If you've every tracked the time you've spend on all the different websites on your computer or all the apps on your phone, you'll quickly discover how fast your screen time use can add up. Rather than trying to stay away from the screen, focus on what you can add in instead. This is the perfect time for trying out a new hobby, or take things old-school and get your entertainment from reading a hard copy book, or opting to read the newspaper to get the news.
Introduce Alternate Ways of Contact
Texting, e-mailing, and DMing are crazy convenient, but they can make us forget other forms of communication. Prioritize spending time with friends in person or catching up on the phone during this time of digital detox, and make sure that you turn off notifications on your smartphone so you aren't feeling like you constantly need to check in to see what's happening.
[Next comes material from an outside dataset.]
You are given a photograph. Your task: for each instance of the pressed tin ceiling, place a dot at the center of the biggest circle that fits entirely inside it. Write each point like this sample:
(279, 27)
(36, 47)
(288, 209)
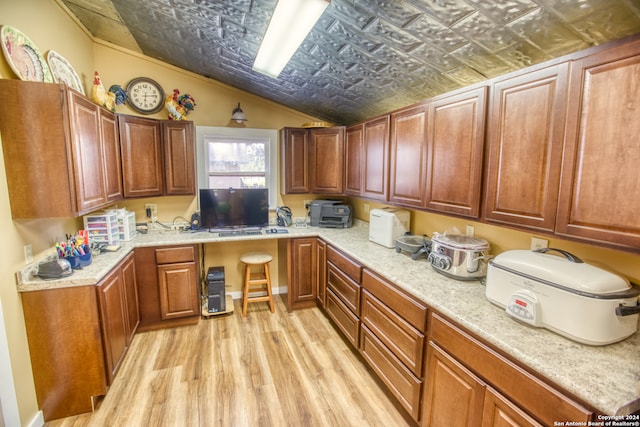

This can also be a great time to send a nice handwritten note to a loved one.
Go Back to Paper
Sure, technology can make things like brainstorming and writing quicker, but there really isn't anything that compares to putting pen to paper. You may find that writing and doodling in this way helps your creativity to flow more easily, so this might work really when you're going through a creative period at work, or when you're trying to allow your mind to wander and contemplate all those big dreams you might have. Shifting back to paper also gives you extra time away from blue light and sitting at a screen, which may help with headaches, trouble sleeping, and neck and shoulder stiffness.
Cleanse Apps & Social Media Accounts
Digital detoxing doesn't even have to be about committing to spending less time offline, but you can make a commitment to using your screen time more mindfully. Take a moment to look through all the apps on your phone, getting rid of those that you don't use anymore, or that you don't feel bring you peace of mind or enjoyment anymore. If you'd like, you can even try uninstalling all the apps on your phone for a week, and only reinstall the ones that you truly found yourself missing. You can also take the time to go through the social media accounts that you follow, unfollowing those accounts that you find drag you down or that leave you into a comparison trap, so you can leave more space for accounts and friends that leave you feeling uplifted, informed, or entertained.